For Kiechle, this is one of the major benefits a focus on sensory history can bring to our appreciation of the past. Confronting us with a genuine whiff of bodies decomposing, seasoned perhaps with a waft of burning château and essence of freshly splintered timber, might help dispel some of the popular romance that surrounds these episodes and instill a healthy wariness of warfare. With the focus the Odeuropa project will place on smell, she says, “I’m hoping that it can bring some of our more celebrated events, like the Battle of Waterloo, back down to reality — to a very physical reality, in a lot of ways.”

She is also enthused by the prospect of the public inhaling a more rounded bouquet of history than we’re used to. “Here in the United States, I can visit any number of historic houses that celebrate the rich and famous of yesteryear. And that distorts our public perception of history quite a bit — to [focus on] the best lives, the people who had the most money. So I’m hoping, too, that the project will be able to give us more of the lived experience of people who couldn’t leave a lot of documents behind.”

As a jump-cut to the lives of those who left little trace, smell is a great leveler for Ostrom, too. “The traditional ‘Great Man’ historical narratives are increasingly being challenged,” she says, “and alternative histories are receiving a lot of attention — whether that’s domestic histories, social history or history of the marginalized. One way you can bring back to life the stories of the people who didn’t have power is through these sorts of things — the more textured, immersive practices.”

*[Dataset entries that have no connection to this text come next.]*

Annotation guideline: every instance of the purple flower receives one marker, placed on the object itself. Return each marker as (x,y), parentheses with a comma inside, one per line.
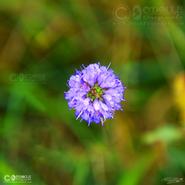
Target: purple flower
(95,93)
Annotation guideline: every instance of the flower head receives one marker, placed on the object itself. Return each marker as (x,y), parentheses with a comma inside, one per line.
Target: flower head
(95,93)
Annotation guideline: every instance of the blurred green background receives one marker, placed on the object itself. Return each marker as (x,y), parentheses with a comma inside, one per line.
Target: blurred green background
(42,43)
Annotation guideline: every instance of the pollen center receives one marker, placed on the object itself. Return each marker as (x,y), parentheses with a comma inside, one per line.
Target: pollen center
(95,92)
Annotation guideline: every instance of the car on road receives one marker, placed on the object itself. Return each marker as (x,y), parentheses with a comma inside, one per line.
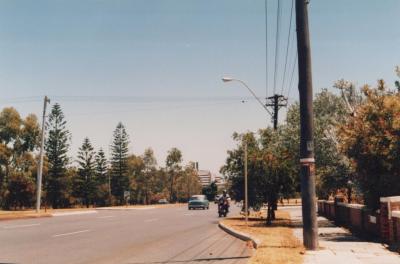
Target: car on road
(217,197)
(198,201)
(162,201)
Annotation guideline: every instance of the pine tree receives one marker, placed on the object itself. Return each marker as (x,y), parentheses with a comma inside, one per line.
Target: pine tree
(103,179)
(85,182)
(56,148)
(119,163)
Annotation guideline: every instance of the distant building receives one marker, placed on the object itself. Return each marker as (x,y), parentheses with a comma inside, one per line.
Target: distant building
(220,181)
(204,177)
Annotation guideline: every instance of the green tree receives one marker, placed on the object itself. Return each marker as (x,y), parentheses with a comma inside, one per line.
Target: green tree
(57,182)
(18,139)
(210,191)
(103,196)
(370,138)
(119,163)
(173,168)
(187,184)
(85,182)
(149,172)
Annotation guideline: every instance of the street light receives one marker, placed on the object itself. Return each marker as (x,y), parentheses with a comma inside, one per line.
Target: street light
(230,79)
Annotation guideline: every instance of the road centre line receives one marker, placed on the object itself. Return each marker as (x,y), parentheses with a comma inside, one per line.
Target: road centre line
(150,220)
(72,233)
(106,216)
(74,213)
(18,226)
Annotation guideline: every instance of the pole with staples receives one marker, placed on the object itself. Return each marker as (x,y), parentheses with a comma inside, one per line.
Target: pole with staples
(246,198)
(307,162)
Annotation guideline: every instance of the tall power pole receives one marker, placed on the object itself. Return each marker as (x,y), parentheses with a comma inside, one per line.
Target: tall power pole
(40,165)
(276,102)
(246,196)
(307,161)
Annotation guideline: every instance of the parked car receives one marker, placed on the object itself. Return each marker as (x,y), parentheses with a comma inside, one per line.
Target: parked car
(162,201)
(198,201)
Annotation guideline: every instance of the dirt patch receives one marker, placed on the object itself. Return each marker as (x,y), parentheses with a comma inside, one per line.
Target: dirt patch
(278,243)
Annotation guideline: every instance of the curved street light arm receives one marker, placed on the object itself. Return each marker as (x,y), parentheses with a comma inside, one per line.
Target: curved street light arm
(255,96)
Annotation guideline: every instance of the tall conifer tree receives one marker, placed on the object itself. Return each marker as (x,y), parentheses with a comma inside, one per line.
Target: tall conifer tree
(57,144)
(119,163)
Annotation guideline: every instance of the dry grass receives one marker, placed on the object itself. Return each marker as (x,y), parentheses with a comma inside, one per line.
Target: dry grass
(22,214)
(10,215)
(290,202)
(278,243)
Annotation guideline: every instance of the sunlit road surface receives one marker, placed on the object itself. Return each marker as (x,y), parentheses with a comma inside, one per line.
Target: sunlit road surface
(157,235)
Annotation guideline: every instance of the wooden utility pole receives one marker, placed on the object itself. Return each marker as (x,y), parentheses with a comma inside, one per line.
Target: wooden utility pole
(307,161)
(246,197)
(276,102)
(40,165)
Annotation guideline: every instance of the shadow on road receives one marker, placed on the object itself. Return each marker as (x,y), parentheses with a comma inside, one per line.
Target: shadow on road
(193,260)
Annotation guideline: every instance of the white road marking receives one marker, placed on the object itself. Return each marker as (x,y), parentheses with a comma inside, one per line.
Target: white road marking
(72,233)
(74,213)
(151,220)
(125,208)
(107,216)
(188,214)
(18,226)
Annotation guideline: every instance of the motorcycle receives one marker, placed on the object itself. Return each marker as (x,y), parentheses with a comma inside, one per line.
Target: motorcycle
(223,207)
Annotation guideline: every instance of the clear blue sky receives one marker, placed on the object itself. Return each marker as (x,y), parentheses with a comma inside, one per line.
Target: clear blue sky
(156,65)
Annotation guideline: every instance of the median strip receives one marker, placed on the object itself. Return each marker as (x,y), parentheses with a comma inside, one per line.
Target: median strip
(275,243)
(19,226)
(72,233)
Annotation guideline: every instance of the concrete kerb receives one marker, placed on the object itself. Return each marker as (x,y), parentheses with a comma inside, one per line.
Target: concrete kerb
(243,236)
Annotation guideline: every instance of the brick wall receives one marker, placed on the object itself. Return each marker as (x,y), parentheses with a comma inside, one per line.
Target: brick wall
(383,224)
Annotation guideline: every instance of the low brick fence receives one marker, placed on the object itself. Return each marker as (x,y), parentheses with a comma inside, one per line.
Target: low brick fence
(383,224)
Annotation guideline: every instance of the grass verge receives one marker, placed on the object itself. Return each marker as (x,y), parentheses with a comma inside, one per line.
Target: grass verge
(23,214)
(278,243)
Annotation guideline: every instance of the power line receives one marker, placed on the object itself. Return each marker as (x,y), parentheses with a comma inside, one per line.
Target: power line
(291,77)
(266,48)
(278,18)
(287,46)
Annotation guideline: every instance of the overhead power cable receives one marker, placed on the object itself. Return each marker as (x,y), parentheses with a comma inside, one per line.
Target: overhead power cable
(287,46)
(278,18)
(266,48)
(292,74)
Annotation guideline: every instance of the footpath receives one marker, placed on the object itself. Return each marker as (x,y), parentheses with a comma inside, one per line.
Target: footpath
(338,245)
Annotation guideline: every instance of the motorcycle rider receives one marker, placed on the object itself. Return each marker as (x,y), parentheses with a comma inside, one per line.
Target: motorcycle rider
(224,200)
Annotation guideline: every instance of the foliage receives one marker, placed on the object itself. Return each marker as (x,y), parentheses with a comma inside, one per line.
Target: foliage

That said, she also warns we shouldn’t get too intoxicated by the aroma. “The infuriating thing is that none of us can know. I wouldn’t claim to know exactly what 1810 smelt like, and I don’t think anyone should because it’s in no one’s lived experience.” But the olfactory snapshots of the kind Ostrom creates — and are being exhumed by the dedicated sniffstorians at the Jorvik Viking Centre, the Odeuropa project and elsewhere — are offering surprising insights that suddenly put us within a whiff of the real historical action, and the living humans at the heart of it.

Even if we can’t hope to share in their tastes and psychological associations, strong historical aromas do tell us that we have something very basic in common with the smellers of the past — just like they did, we react. The French essayist Michel de Montaigne wrote in his short treatise “On Smells” in the late 1500s that he was “a great lover of good smells, and as much abominate the ill ones” — a sentiment we can all probably relate to. And in declaring of human bodies that “their best and chiefest excellency is to be exempt from smell,” most of us would agree he got it right on the nose.